Grundeinkommen und Mindestlohn   

Peter Zürn zum Evangelium am 25. Sonntag im Jahreskreis (18.09.): Mt 20,1–16a, SKZ 36/2011

«Zum Leben brauchen Menschen einen Weinstock und einen Feigenbaum» (Regula Grünenfelder). Die Bibel diskutiert über Grundeinkommen und Mindestlöhne. Sie lädt uns unter Weinstock und Feigenbaum ein, um mitzureden.

«… was in den Schriften geschrieben steht»

Das Gleichnis von den Arbeitern im Weinberg ist Toraauslegung in erzählender Form, ein Midrasch zu Lev 19,13 und Dtn 24,14–15. Dazu mehr im «Gespräch mit Matthäus». Zuvor noch 6 Hinweise auf einen anderen biblischen Hintergrund des Gleichnisses: die Verortung im Weinberg eines Gutsbesitzers. Hier ergeben sich vielfältige Spuren für ganz eigene Predigtwege.

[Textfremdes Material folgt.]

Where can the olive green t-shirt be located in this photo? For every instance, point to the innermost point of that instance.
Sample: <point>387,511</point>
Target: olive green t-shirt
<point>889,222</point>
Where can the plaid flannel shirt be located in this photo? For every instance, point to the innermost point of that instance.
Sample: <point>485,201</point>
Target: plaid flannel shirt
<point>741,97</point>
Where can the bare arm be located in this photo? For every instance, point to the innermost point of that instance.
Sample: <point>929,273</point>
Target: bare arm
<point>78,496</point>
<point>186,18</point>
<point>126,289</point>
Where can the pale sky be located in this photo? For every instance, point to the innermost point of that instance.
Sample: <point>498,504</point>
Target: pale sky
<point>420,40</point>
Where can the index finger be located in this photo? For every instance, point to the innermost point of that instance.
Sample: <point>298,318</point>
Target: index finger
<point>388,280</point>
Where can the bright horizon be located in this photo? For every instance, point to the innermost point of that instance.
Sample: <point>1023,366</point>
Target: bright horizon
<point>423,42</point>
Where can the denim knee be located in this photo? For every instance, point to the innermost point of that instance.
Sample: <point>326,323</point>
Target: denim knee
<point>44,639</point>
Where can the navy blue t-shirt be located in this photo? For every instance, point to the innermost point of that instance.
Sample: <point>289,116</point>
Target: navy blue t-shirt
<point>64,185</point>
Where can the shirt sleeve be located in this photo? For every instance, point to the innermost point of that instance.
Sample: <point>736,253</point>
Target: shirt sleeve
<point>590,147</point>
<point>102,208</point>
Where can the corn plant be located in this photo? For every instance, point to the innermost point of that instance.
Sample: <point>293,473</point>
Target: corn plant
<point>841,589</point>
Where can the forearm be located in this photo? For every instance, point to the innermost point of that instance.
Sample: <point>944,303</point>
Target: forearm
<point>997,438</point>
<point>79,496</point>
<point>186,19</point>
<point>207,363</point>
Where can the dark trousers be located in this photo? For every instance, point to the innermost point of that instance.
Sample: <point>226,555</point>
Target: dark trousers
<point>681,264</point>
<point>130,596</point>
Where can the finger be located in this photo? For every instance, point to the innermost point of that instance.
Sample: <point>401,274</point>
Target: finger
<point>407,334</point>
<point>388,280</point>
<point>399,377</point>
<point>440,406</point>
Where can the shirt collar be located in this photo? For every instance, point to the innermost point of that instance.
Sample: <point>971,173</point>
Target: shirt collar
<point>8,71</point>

1. Weinberge, ihr Besitz und ihr Ertrag sind ein Segen, ein Zeichen des Lebens und der Zukunft. Das muss geschützt und bewahrt werden: Wer einen Weinberg besitzt und noch nicht die erste Lese gehalten hat, ist vom Kriegsdienst befreit (Dtn 20,6 und 1 Makk 3,56); Weinberge anzulegen und zu pflegen, aber die Früchte nicht geniessen zu können, ist dagegen ein Fluch (Dtn 28,39); verwüstete Weinberge sind beklagenswert (Joel 1,7.12) , auch bei anderen Völkern (wie im Fall Moabs in Jes 16,7–14);

2. Weinberge und ihre Besitzverhältnisse sind Indikatoren für soziale Verhältnisse: Der Prophet Samuel warnt vor der Königsherrschaft, weil der König die besten Felder, Weinberge und Ölbäume wegnehmen wird (1 Sam 8,14); in der Erzählung von Nabots Weinberg (1 Kön 21) wird das in brutaler Deutlichkeit ausgestaltet; auf der anderen Seite gehört es zu den Segnungen der Herrschaft König Salomos (oder zumindest zur Vorstellung eines idealen Königs), dass jeder unter seinem Weinstock und seinem Feigenbaum sitzen kann (1 Kön 5,5); nach dem Exil klagen Menschen, dass sie ihre Weinberge verpfänden müssen, um zu überleben (Ärmere verpfänden gar ihre Kinder, Reichere müssen immerhin Geld für die Weinberge aufnehmen, um die Steuern des Königs zu bezahlen, Neh 5,2–5)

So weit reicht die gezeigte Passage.